With these caveats clarified in a modified version, the paper is valuable and could be published. 

 

Author Response

Reviewer 2

 

Multi-modality intraoperative imaging is an important adjunct for the neurosurgeon and in this regard, the paper is valuable.  The authors are to be commended for pursing this approach in a small series of patients with difficult diagnoses.

I have several concerns about the paper. 

  • First, when one reads it initially it would appear that there are many different modalities available for intraoperative imaging. However, the PET scan does not appear to have actually been used for intraoperative repeat imaging to assess resection, and fluoroscopy and 3D reconstructions using Brain Lab software are standard fare in many operating rooms.  Intraoperative angiography might have been used in the case of vascular injury but this also is available in many institutions. The authors appear to really only use CT and MRI intraoperatively, with the other modalities imported preoperatively into the Brain Lab navigational system. 3D reconstructions of newly acquired data is a capability of the software, and is available in many places.  Thus it would be helpful for the authors to clarify this.  The AMIGO suite has great capabilities, but when it comes to intraoperative imaging, it is CT and MRI scans that are made, and then using Brain Lab and possibly other software, that information is processed and redisplayed including 3D reconstructions.  Making this clear is important for others who either use the technique or who want to do so.  All that is needed is easy intra-operative access to CT and MR imaging and the ability to import and reconstruct the data real time.  That is plenty and a challenge for many, but the other imaging modalities used are either standard fare in many centers (x-ray imaging, endoscopy) or do not need to be in adjacent rooms (PET scanning and angiography (can be done in the primary Or).
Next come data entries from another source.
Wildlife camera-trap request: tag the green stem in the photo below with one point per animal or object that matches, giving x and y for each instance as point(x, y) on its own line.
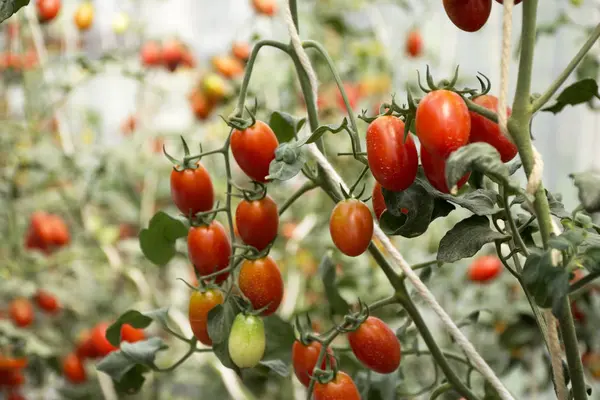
point(544, 98)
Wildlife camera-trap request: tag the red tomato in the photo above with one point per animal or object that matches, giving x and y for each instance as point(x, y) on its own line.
point(209, 249)
point(484, 130)
point(73, 369)
point(351, 227)
point(341, 388)
point(47, 9)
point(47, 301)
point(261, 282)
point(192, 190)
point(102, 346)
point(131, 335)
point(435, 171)
point(257, 222)
point(21, 312)
point(151, 54)
point(443, 122)
point(468, 15)
point(254, 149)
point(485, 268)
point(414, 43)
point(200, 305)
point(376, 346)
point(393, 161)
point(304, 360)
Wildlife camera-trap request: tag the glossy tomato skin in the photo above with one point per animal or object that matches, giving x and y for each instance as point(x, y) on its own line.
point(209, 249)
point(304, 359)
point(254, 149)
point(192, 190)
point(257, 222)
point(21, 312)
point(443, 122)
point(435, 171)
point(200, 305)
point(261, 282)
point(484, 269)
point(341, 388)
point(376, 346)
point(484, 130)
point(73, 369)
point(393, 161)
point(247, 340)
point(351, 227)
point(468, 15)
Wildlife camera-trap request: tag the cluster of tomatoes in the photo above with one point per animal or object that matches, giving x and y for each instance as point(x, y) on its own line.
point(470, 15)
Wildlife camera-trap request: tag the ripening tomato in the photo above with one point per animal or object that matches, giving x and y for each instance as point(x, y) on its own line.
point(484, 130)
point(47, 9)
point(47, 301)
point(435, 171)
point(247, 340)
point(102, 346)
point(209, 249)
point(484, 269)
point(261, 282)
point(73, 369)
point(200, 305)
point(393, 161)
point(265, 7)
point(304, 360)
point(342, 387)
point(254, 149)
point(21, 312)
point(131, 335)
point(151, 54)
point(351, 227)
point(443, 122)
point(228, 66)
point(376, 346)
point(414, 43)
point(468, 15)
point(84, 16)
point(257, 222)
point(192, 190)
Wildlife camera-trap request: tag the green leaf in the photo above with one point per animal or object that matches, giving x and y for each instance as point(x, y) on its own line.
point(588, 184)
point(158, 240)
point(466, 238)
point(336, 302)
point(285, 126)
point(480, 157)
point(577, 93)
point(288, 162)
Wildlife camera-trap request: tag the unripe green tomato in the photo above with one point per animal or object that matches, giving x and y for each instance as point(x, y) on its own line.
point(247, 341)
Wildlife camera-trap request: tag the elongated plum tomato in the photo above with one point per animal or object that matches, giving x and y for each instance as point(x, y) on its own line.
point(435, 171)
point(393, 161)
point(257, 222)
point(443, 122)
point(484, 269)
point(304, 360)
point(192, 190)
point(200, 305)
point(261, 282)
point(484, 130)
point(351, 227)
point(254, 149)
point(73, 369)
point(342, 387)
point(468, 15)
point(209, 249)
point(376, 346)
point(247, 340)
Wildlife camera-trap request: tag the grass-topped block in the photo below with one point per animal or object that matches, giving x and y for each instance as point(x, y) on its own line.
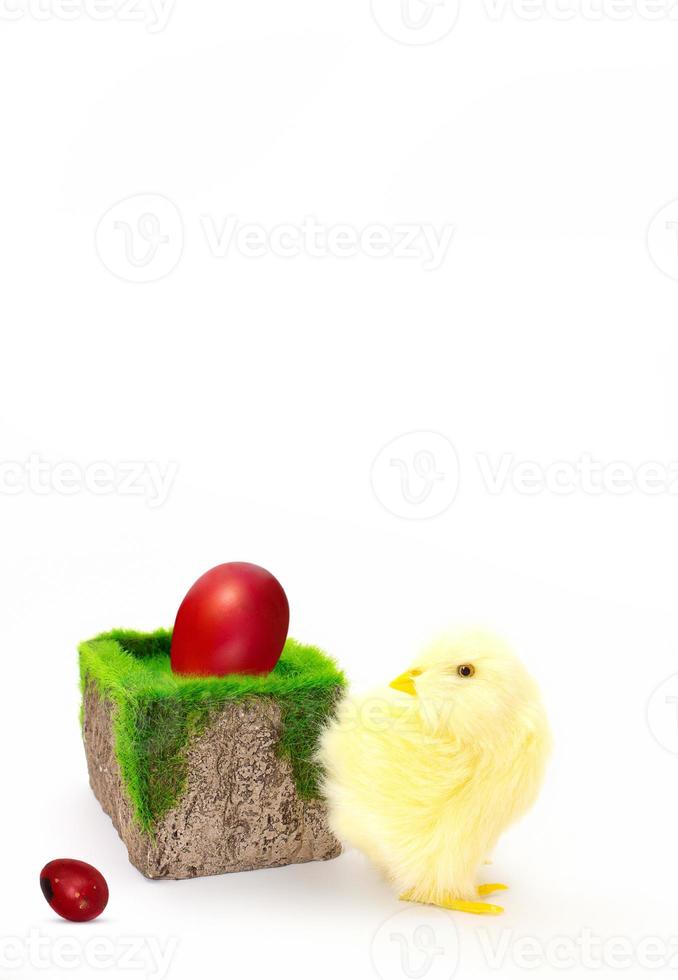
point(203, 775)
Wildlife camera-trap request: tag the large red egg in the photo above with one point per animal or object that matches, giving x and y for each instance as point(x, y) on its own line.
point(74, 889)
point(234, 620)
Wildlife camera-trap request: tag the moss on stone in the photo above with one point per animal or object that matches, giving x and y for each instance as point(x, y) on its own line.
point(156, 712)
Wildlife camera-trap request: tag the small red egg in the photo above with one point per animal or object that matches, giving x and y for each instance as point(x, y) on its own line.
point(75, 890)
point(233, 620)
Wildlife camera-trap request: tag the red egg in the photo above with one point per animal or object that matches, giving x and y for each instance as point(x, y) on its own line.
point(75, 890)
point(234, 620)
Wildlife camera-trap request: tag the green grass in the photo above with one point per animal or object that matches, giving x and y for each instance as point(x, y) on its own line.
point(156, 711)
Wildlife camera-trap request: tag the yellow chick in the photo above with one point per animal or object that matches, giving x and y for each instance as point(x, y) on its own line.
point(424, 775)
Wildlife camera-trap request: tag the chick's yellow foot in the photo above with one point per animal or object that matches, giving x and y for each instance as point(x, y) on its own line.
point(491, 889)
point(457, 905)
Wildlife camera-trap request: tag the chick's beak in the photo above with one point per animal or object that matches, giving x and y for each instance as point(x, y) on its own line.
point(405, 682)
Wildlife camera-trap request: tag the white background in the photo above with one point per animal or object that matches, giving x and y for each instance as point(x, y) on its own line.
point(548, 332)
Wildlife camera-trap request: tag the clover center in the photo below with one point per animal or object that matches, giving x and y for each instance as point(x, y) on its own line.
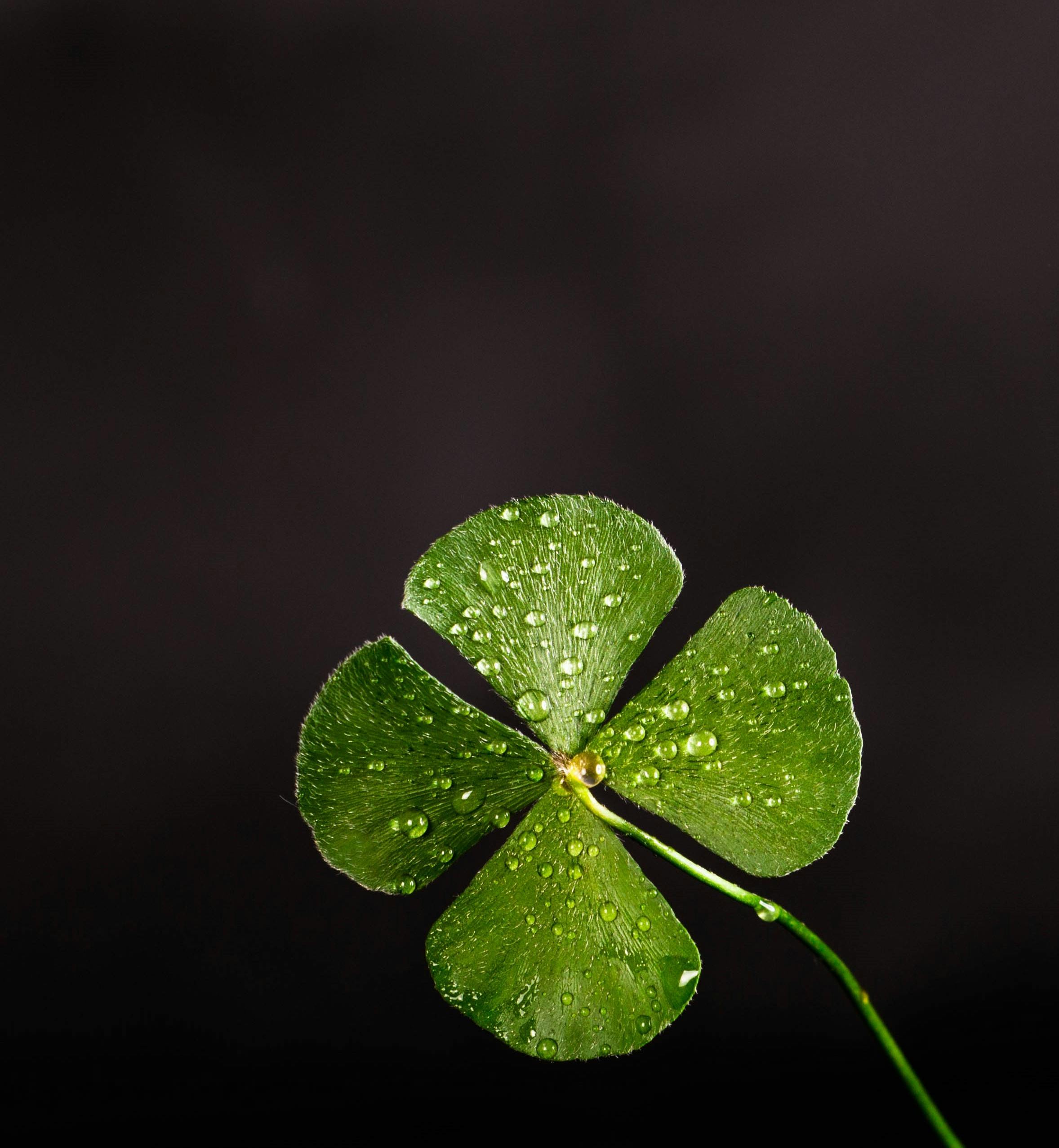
point(586, 766)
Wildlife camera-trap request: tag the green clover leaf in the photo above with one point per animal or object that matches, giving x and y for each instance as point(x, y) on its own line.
point(561, 946)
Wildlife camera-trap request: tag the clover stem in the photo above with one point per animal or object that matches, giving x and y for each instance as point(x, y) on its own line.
point(769, 911)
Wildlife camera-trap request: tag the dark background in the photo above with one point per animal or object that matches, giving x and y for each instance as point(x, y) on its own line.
point(294, 287)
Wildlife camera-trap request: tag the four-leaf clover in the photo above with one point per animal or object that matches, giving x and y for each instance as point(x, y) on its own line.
point(747, 741)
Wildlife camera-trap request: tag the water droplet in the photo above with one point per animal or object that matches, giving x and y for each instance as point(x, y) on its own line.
point(766, 911)
point(701, 744)
point(533, 705)
point(414, 823)
point(678, 976)
point(469, 799)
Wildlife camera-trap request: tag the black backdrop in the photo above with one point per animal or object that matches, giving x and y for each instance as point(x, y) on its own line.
point(294, 287)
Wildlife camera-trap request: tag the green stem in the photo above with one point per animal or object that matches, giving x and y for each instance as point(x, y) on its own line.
point(769, 911)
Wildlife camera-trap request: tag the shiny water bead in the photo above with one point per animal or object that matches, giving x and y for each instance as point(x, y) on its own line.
point(469, 799)
point(701, 744)
point(533, 705)
point(414, 823)
point(587, 767)
point(766, 911)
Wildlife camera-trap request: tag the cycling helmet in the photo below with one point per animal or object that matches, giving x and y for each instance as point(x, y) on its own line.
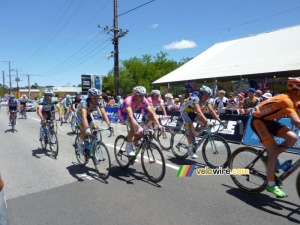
point(196, 93)
point(155, 92)
point(206, 90)
point(139, 91)
point(293, 83)
point(48, 92)
point(94, 92)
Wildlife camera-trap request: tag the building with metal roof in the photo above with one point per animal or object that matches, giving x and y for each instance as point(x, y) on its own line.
point(274, 53)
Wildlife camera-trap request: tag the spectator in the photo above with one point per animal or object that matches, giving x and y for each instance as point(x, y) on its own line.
point(220, 102)
point(169, 99)
point(240, 103)
point(176, 106)
point(258, 94)
point(250, 102)
point(266, 96)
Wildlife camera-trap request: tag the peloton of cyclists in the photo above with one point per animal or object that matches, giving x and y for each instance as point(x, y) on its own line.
point(12, 105)
point(84, 117)
point(126, 115)
point(46, 108)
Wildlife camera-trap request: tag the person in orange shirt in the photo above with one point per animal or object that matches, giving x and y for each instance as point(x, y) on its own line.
point(264, 124)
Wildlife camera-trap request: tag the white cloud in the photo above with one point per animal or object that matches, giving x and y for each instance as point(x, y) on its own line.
point(183, 44)
point(154, 26)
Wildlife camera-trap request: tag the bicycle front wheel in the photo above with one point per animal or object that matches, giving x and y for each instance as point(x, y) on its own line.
point(164, 138)
point(81, 158)
point(180, 148)
point(298, 184)
point(243, 158)
point(101, 160)
point(153, 163)
point(120, 152)
point(216, 152)
point(53, 143)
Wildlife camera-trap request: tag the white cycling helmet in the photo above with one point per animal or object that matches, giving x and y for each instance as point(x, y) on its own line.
point(139, 91)
point(155, 92)
point(48, 92)
point(94, 92)
point(206, 90)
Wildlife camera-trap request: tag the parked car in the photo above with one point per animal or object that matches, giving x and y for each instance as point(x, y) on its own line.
point(31, 105)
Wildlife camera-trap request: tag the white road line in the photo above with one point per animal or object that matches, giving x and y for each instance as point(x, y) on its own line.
point(167, 164)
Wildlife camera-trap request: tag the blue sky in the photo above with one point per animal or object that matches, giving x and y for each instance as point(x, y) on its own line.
point(56, 41)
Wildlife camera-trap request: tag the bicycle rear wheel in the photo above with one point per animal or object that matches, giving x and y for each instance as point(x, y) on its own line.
point(101, 160)
point(164, 138)
point(256, 180)
point(153, 163)
point(180, 147)
point(81, 158)
point(53, 143)
point(120, 152)
point(216, 152)
point(298, 184)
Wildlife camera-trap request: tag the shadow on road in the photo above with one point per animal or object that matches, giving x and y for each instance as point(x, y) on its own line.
point(129, 175)
point(84, 172)
point(268, 204)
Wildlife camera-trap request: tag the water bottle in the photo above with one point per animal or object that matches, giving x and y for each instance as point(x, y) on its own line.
point(87, 144)
point(286, 165)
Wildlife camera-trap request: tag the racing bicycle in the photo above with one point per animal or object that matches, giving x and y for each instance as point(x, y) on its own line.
point(96, 150)
point(255, 160)
point(152, 159)
point(215, 149)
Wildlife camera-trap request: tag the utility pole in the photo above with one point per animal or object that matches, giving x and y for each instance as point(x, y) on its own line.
point(117, 33)
point(28, 86)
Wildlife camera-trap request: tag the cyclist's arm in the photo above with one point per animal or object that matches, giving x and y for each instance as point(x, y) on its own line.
point(295, 120)
point(102, 112)
point(163, 108)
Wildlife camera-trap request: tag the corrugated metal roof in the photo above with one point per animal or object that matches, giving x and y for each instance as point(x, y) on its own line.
point(268, 52)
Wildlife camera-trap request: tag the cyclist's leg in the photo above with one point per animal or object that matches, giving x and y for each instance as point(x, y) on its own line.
point(265, 131)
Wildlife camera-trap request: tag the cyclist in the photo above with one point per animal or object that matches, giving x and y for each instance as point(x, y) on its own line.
point(12, 105)
point(155, 102)
point(191, 112)
point(264, 124)
point(67, 102)
point(76, 101)
point(46, 108)
point(126, 115)
point(23, 102)
point(84, 117)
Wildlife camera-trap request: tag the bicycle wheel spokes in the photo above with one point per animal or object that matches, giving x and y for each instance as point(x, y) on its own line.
point(164, 138)
point(81, 158)
point(102, 160)
point(53, 143)
point(120, 152)
point(256, 181)
point(180, 146)
point(153, 163)
point(216, 152)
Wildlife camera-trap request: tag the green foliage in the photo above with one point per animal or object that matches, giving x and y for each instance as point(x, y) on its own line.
point(140, 72)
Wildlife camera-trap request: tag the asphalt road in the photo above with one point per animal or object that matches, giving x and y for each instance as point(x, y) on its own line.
point(42, 190)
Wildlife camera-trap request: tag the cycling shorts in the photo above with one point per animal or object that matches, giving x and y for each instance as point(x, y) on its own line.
point(267, 129)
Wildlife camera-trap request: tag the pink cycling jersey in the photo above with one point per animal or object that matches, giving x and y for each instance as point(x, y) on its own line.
point(129, 102)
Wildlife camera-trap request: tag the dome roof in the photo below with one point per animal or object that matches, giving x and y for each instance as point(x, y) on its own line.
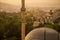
point(42, 34)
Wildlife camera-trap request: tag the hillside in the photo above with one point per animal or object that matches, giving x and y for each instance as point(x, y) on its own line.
point(8, 7)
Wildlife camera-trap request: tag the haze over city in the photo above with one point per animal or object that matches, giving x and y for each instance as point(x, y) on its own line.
point(35, 3)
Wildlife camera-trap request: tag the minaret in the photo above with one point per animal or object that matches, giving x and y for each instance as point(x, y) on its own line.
point(23, 20)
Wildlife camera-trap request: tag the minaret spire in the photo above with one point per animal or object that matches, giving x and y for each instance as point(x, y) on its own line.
point(23, 20)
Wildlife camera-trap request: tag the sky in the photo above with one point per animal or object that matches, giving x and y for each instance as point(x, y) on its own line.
point(35, 3)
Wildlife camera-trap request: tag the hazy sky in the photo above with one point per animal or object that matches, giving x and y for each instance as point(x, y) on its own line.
point(35, 3)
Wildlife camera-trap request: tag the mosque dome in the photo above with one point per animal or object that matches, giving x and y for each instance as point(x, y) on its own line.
point(42, 34)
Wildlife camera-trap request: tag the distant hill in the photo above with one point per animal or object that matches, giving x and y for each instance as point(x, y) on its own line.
point(8, 7)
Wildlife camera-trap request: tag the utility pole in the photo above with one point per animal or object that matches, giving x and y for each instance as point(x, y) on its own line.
point(23, 20)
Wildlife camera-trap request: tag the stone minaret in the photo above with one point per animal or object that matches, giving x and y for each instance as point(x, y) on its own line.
point(23, 20)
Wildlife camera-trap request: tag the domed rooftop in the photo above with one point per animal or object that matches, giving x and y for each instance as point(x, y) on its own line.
point(42, 34)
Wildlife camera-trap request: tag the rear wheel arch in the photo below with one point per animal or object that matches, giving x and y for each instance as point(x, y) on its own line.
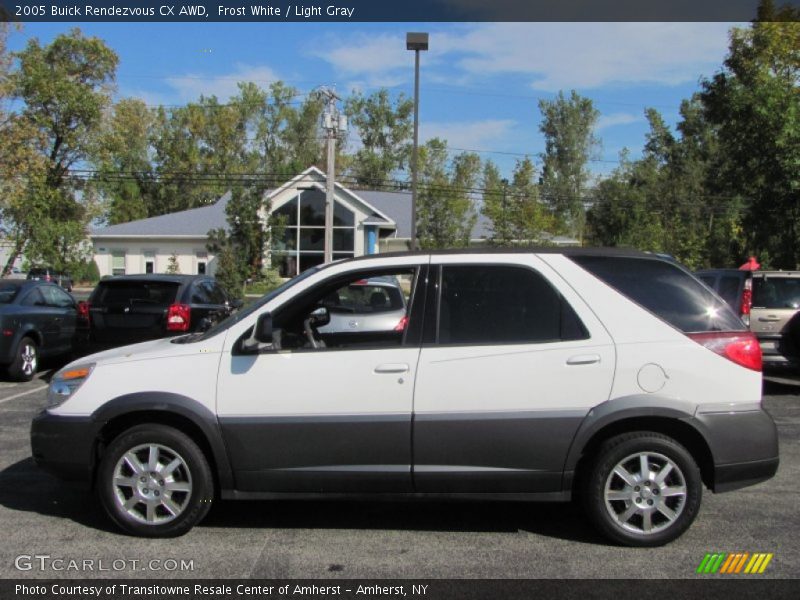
point(681, 431)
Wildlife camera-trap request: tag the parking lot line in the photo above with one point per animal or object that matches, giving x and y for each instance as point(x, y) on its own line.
point(21, 394)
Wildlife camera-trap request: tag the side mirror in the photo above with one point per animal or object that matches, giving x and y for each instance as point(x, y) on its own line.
point(320, 317)
point(261, 338)
point(263, 329)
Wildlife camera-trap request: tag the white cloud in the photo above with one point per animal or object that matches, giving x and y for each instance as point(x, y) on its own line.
point(470, 135)
point(191, 86)
point(614, 119)
point(553, 56)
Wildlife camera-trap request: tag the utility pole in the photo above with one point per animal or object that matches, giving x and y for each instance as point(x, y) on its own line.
point(334, 124)
point(416, 42)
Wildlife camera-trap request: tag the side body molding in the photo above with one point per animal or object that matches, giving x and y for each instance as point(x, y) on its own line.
point(199, 415)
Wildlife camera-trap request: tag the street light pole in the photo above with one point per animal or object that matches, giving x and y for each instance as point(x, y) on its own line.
point(416, 42)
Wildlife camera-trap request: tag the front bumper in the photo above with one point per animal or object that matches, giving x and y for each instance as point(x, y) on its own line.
point(64, 446)
point(744, 446)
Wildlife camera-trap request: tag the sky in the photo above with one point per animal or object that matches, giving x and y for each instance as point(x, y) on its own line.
point(480, 82)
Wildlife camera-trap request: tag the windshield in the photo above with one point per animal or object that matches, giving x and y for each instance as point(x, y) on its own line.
point(246, 311)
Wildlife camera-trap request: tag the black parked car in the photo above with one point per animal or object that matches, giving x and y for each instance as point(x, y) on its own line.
point(51, 275)
point(37, 320)
point(128, 309)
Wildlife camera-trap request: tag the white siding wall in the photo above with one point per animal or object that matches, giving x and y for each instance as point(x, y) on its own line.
point(135, 249)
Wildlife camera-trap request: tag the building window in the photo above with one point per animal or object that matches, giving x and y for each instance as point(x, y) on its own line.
point(149, 261)
point(302, 244)
point(202, 262)
point(118, 262)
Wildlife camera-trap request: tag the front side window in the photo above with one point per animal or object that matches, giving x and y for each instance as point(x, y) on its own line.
point(367, 310)
point(497, 304)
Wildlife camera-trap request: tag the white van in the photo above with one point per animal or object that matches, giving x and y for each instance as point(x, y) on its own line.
point(527, 375)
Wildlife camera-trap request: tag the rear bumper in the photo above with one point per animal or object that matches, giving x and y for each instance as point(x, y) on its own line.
point(744, 446)
point(64, 446)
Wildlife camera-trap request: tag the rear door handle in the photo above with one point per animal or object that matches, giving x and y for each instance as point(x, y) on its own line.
point(392, 368)
point(583, 359)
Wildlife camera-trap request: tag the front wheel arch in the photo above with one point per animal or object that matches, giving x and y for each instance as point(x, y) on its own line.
point(118, 425)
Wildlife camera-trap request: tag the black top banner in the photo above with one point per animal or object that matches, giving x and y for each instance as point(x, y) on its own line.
point(382, 10)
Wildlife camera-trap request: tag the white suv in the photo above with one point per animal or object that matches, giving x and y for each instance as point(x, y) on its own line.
point(525, 375)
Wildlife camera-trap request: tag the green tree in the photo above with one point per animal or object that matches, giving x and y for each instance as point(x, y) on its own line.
point(241, 247)
point(445, 209)
point(568, 127)
point(495, 204)
point(754, 102)
point(125, 172)
point(384, 130)
point(64, 88)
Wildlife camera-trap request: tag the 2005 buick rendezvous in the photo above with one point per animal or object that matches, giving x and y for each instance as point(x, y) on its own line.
point(611, 375)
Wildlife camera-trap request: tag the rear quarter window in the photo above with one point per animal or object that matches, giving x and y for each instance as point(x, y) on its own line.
point(665, 290)
point(776, 292)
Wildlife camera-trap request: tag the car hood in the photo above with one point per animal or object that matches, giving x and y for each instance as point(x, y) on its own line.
point(155, 349)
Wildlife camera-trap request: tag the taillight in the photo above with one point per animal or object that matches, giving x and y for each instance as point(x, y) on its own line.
point(740, 347)
point(178, 317)
point(747, 301)
point(83, 310)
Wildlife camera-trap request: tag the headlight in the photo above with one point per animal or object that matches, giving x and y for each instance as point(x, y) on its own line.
point(66, 382)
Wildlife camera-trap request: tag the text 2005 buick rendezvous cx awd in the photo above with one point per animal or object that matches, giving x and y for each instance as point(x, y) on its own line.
point(614, 376)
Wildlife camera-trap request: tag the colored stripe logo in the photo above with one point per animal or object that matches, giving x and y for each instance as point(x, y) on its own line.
point(734, 563)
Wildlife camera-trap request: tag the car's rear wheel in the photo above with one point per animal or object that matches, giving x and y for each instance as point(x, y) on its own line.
point(26, 361)
point(154, 481)
point(643, 489)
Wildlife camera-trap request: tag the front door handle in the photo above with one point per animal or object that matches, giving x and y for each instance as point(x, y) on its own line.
point(583, 359)
point(392, 368)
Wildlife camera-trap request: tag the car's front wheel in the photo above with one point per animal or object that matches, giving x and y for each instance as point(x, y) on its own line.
point(155, 481)
point(643, 489)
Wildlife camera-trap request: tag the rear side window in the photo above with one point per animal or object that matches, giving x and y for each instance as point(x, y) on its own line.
point(729, 289)
point(128, 292)
point(493, 304)
point(363, 297)
point(665, 290)
point(776, 292)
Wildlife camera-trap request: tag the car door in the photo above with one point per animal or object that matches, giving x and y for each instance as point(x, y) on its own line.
point(65, 315)
point(510, 366)
point(325, 419)
point(43, 318)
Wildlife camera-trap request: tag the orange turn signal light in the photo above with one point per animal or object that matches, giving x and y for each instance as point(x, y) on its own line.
point(76, 373)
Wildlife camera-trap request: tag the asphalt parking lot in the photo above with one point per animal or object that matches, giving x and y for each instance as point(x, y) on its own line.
point(39, 516)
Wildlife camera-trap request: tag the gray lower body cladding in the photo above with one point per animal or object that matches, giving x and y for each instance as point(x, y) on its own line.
point(459, 453)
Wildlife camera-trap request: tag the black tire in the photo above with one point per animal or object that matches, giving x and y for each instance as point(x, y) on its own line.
point(152, 487)
point(26, 360)
point(670, 513)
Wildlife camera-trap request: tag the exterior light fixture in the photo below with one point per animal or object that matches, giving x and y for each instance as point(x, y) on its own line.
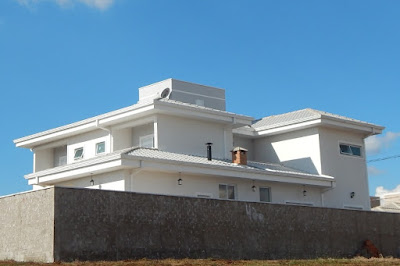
point(180, 179)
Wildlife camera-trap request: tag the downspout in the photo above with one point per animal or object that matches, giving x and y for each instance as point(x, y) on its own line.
point(109, 133)
point(326, 190)
point(135, 173)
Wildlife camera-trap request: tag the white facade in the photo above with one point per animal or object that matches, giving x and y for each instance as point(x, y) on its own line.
point(158, 145)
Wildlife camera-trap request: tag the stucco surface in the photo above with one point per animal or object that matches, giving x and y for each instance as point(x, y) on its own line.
point(27, 226)
point(95, 225)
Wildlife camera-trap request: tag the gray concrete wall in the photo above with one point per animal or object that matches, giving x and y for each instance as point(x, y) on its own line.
point(96, 225)
point(27, 226)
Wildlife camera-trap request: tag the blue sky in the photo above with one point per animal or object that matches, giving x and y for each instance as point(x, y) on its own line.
point(65, 60)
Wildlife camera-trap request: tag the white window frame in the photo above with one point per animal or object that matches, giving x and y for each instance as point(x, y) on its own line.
point(353, 207)
point(97, 144)
point(80, 157)
point(270, 195)
point(351, 145)
point(299, 203)
point(143, 139)
point(203, 195)
point(234, 191)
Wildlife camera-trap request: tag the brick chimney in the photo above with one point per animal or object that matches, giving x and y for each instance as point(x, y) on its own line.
point(239, 155)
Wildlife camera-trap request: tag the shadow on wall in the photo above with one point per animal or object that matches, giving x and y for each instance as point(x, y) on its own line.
point(304, 164)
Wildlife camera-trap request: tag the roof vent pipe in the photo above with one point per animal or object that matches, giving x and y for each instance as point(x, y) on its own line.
point(209, 155)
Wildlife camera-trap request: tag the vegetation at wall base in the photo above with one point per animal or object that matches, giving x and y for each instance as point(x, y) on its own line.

  • This does not detract from the value of the technique, but it is important to clarify that what really is happening is a variety of preoperative imaging is imported and co-registered into the Brain Lab, and then intraoperative MR and occasionally CT data is again obtained and processed and analyzed.

  • The results, while admirable, cannot easily be compared to other series, as the numbers are small and each case has its own complex series of characteristics that make it unique.  It is therefore difficult to state that the results were clearly improved or to even compare to other series, without larger numbers and direct comparison or classification of individual tumor locations and characteristics in differing series. 

With these caveats clarified in a modified version, the paper is valuable and could be published. 

Response

We are grateful to the reviewer for their favorable review and constructive comments. We addended our submission according to the suggestions as follows:

  • We agree with the reviewer that useful tools and techniques are available in different modalities and certainly surgeons dealing with various tumors utilize these as needed. We are fortunate to have access to this multi-modality image guided operating suite, and here we report on its use in specific rare tumors, chordomas and chondrosarcomas. We agree that the use of the PET-CT has no use in these cases, and we mentioned it only as part of the general introduction of the AMIGO suite. We addended the manuscript (line 260-264) as recommended

 

  • We agree with the reviewer that it is the acquisition of multimodality (CT and MRI), with registration of preoperative imaging then intraoperative co-registration. We shared these steps in the “Operative and perioperative management” section (line 60).

 

  • As acknowledged in the limitation section and noted by the reviewer, the rarity of these tumors and the small number of patients in most series, including ours, limits analysis. Hence, we did not aim to generalize our outcome. Our focus was on how the use of these modern tools can facilitate maximum safe tumor removal which is considered a pivotal factor in the management of chordoma and chondrosarcoma.